Jobs vs. efficiency as Afghan Ma Bell goes private

Businessman Jamil Noorzaie doesn't know how many employees he has. The first estimate said 750 people. A month ago, the figure had moved up to 1,025 people. Mr. Noorzaie estimates that he only needs about 350 of them.

Such are the pitfalls involved in Afghanistan's first attempt at privatizing a government entity. Noorzaie, who is inheriting the staff of Afghan Telecom from the Ministry of Communication, hopes to turn the company into a profitable business and a model for other joint ventures here.

"I want people to pay attention to Afghanistan not just as a war zone, but as a marketplace with opportunities," says Noorzaie, an Afghan American who used to run his own telecom business in the Dallas area. "They should feel comfortable bringing their families here. Only then will there be the security in this part of the world."

Afghanistan has become a nation of state-owned industries that don't make anything, bureaucrats who don't do anything, and citizens who don't get anything from their government. The solution seems simple on paper: Tear it all down and start from scratch. Yet laying off thousands of well-educated bureaucrats would only add to the angry unemployed.

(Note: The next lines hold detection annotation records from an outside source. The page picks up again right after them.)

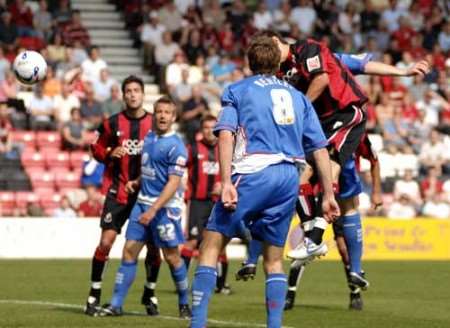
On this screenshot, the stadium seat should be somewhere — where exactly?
[36,131,61,150]
[40,192,61,216]
[43,148,70,169]
[21,150,45,168]
[55,172,81,190]
[70,151,89,170]
[30,171,55,189]
[15,191,39,209]
[11,131,36,149]
[0,191,16,216]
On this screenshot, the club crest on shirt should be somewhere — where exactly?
[306,55,321,72]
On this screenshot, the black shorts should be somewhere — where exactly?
[188,199,214,241]
[321,105,366,167]
[333,216,344,239]
[100,196,136,234]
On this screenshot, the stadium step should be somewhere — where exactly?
[72,1,116,12]
[91,37,133,48]
[102,53,142,66]
[89,29,130,39]
[82,19,125,31]
[81,11,122,21]
[78,0,154,84]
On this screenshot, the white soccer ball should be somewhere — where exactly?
[13,50,47,85]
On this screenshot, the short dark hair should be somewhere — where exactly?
[247,36,281,75]
[153,95,176,110]
[200,114,217,127]
[253,30,289,44]
[122,75,144,93]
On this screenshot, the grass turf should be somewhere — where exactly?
[0,260,450,328]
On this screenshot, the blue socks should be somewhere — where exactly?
[170,262,189,305]
[190,265,217,328]
[111,261,137,308]
[245,239,263,265]
[343,213,363,274]
[266,273,287,328]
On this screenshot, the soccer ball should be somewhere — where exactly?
[13,50,47,85]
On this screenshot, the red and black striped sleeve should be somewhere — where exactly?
[356,134,378,164]
[91,119,112,163]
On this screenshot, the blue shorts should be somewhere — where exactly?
[206,163,299,247]
[339,157,362,199]
[125,203,184,248]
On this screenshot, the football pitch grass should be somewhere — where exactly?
[0,260,450,328]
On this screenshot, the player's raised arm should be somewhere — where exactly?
[214,88,238,210]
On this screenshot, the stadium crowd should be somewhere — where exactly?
[0,0,450,219]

For now, the state is easing citizens into the free market and quietly making Afghanistan a decent place to make a buck.

While Afghan Telecom has not earned a profit for years, it expects to attract corporate partners into a country where the telecom industry has grown at more than 35 percent a year over the past four years.

At the end of the Taliban era, there were only two telephones for every 1,000 Afghans. Today, landline phones managed by Afghan Telecom reach just 36,000 subscribers, but mobile phone service has skyrocketed to 500,000 subscribers. By 2015, the government hopes there will be 3.5 million subscribers in Afghanistan, equivalent to 120 phones for every 1,000 citizens.

The Afghan government has awarded mobile-phone licenses to three private companies, but Afghan Telecom hopes to enter the market using a different technology. Afghan Telecom also has the right to develop a nationwide fiber optic network.

Noorzaie's first taste of running a state-run company came early, when job seekers arrived for interviews. "They used to say, "The businesses make me work a lot, so I want to come to Afghan Telecom,' " laughs Noorzaie. "I told them, 'I have news for you. We're making people work hard, too.' "

Layoffs are currently out of the question, he adds, so he must show that there is a reward for hard work. "If they see the results, they won't see us as an evil foreign company taking away jobs," he says.

Mohammad Sharif, a 22-year veteran at the Ministry of Communication, is one of those few who, Noorzaie says, "gets it."

"A private company is better," says Mr. Sharif, head of general projects. "When they start to do something, they do it quickly and they finish the job."

Yet there are some here who think it is too early to privatize. Mohammad Hakim Marifat, a legal adviser at the Chamber of Commerce's reform commission, says that current laws allow foreign companies to dump products and force most Afghan businesses out of the market. Even in agriculture, where 80 percent of Afghans make a living, foreign buyers control prices and terms of trade. Afghan trucks cannot travel to Pakistan, for instance, but Pakistani trucks bring daily loads of goods.

"Every country in the world is dumping their trash, and ... trying to kill the country's ability to produce," says Mr. Marifat. "All traders want privatization, but can we protect it" from foreign competition?

David Garner, an American adviser to the Ministry of Mines and Industries says that there are dangers in moving too quickly. He advocates a three-step process. First, the ministry must commercialize, finding out what a particular state-owned business does well and what staffing it needs. Second, the business must figure out how to make a profit. Then, once the state knows the value of what it has, it can privatize.

"Let's say you have a coal mine that digs up 10,000 tons of coal a month," he says. "That operation may be sitting on a huge deposit, but the low output may make you say, 'Heck, we'll sell that for $1,000.' You may have given away mineral rights for a song."

Noorzaie says that Afghanistan has to start somewhere, and telecom just happens to be the business that offers the best opportunities for big change. "I want us to be a model for others to follow," he says.